I've written a little application that does some text manipulation and writes the output to a file (html, csv, docx, xml) and this all appears to work fine on Mac OS X. On windows however I seem to get character encoding problems and a lot of '"' seems to disappear and be replaced with some weird stuff. Usually the closing '"' out of a pair.
I use a FreeMarker to create my output files and there is a byte[] array and in one case also a ByteArrayStream between reading the templates and writing the output. I assume this is a character encoding problem so if someone could give me advise or point me to some 'Best Practice' resource for dealing with character encoding in java.
Thanks
There's really only one best practice: be aware that Strings and bytes are two fundamentally different things, and that whenever you convert between them, you are using a character encoding (either implicitly or explicitly), which you need to pay attention to.

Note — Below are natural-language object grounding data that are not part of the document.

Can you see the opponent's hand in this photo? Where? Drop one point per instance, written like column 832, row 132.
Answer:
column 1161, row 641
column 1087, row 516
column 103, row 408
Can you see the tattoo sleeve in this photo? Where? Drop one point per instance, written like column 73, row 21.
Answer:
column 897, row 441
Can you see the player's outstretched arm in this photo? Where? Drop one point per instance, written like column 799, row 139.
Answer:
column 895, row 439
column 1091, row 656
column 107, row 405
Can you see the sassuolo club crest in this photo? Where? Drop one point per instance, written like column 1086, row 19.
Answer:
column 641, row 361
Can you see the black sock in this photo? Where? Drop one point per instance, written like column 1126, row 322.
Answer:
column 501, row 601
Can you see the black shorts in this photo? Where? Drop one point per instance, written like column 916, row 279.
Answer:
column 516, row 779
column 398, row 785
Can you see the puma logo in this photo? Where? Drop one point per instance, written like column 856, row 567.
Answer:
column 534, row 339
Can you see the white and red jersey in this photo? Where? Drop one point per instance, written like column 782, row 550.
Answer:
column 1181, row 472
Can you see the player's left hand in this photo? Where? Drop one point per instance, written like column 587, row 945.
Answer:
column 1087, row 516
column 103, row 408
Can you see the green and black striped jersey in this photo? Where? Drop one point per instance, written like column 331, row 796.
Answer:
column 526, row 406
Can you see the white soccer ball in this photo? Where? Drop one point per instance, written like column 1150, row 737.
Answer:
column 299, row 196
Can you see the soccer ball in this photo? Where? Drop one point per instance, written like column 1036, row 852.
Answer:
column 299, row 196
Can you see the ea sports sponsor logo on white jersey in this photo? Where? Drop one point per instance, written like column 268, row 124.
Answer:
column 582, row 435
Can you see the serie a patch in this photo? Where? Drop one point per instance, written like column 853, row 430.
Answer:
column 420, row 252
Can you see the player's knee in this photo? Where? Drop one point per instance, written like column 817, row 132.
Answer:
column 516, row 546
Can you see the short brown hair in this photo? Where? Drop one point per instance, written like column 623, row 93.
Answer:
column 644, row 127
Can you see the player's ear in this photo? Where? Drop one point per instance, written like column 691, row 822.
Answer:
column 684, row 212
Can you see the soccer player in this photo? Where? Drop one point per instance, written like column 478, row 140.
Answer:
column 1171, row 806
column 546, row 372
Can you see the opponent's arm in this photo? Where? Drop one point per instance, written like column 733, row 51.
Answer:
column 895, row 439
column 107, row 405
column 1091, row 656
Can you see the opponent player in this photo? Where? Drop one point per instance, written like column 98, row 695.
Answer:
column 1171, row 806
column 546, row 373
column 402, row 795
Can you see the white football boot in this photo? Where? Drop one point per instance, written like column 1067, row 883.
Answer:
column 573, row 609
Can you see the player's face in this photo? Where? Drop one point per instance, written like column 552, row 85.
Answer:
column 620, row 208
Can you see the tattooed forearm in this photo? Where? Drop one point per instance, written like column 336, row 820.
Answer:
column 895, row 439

Typical problematic spots in the Java API are:
new String(byte[])
String.getBytes()
FileReader, FileWriter
All of these implicitly use the platform default encoding, which depends on the OS and the user's locale settings. Usually, it's a good idea to avoid this and explicitly declare an encoding in the above cases (which FileReader/Writer unfortunately don't allow, so you have to use an InputStreamReader/Writer).
However, your problems with the quotation marks and your use of a template engine may have a much simpler explanation. What program are you using to write your templates? It sounds like it's one that inserts "smart quotes", which are part of the Windows-specific cp1251 encoding but don't exist in the more global ISO-8859-1 encoding.
What you probably need to do is to be aware which encoding your templates are saved in, and configure your template engine to use that encoding when reading in the templates. Also be aware that some texxt files, specifically XML, explicitly declare the encoding in a header, and if that header disagrees with the actual encoding used by the file, you'll invariable run into problems.
You can control which encoding your JVM will run with by supplying f,ex
-Dfile.encoding=utf-8
for (UTF-8 of course) as an argument to the JVM. Then you should get predictable results on all platforms. Example:
java -Dfile.encoding=utf-8 my.MainClass
Running the JVM with a 'standard' encoding via the confusing named -Dfile.encoding will resolve a lot of problems.
Ensuring your app doesn't make use of byte[] <-> String conversions without encoding specified is important, since sometimes you can't enforce the VM encoding (e.g. if you have an app server used by multiple applications)
If you're confused by the whole encoding issue, or want to revise your knowledge, Joel Spolsky wrote a great article on this.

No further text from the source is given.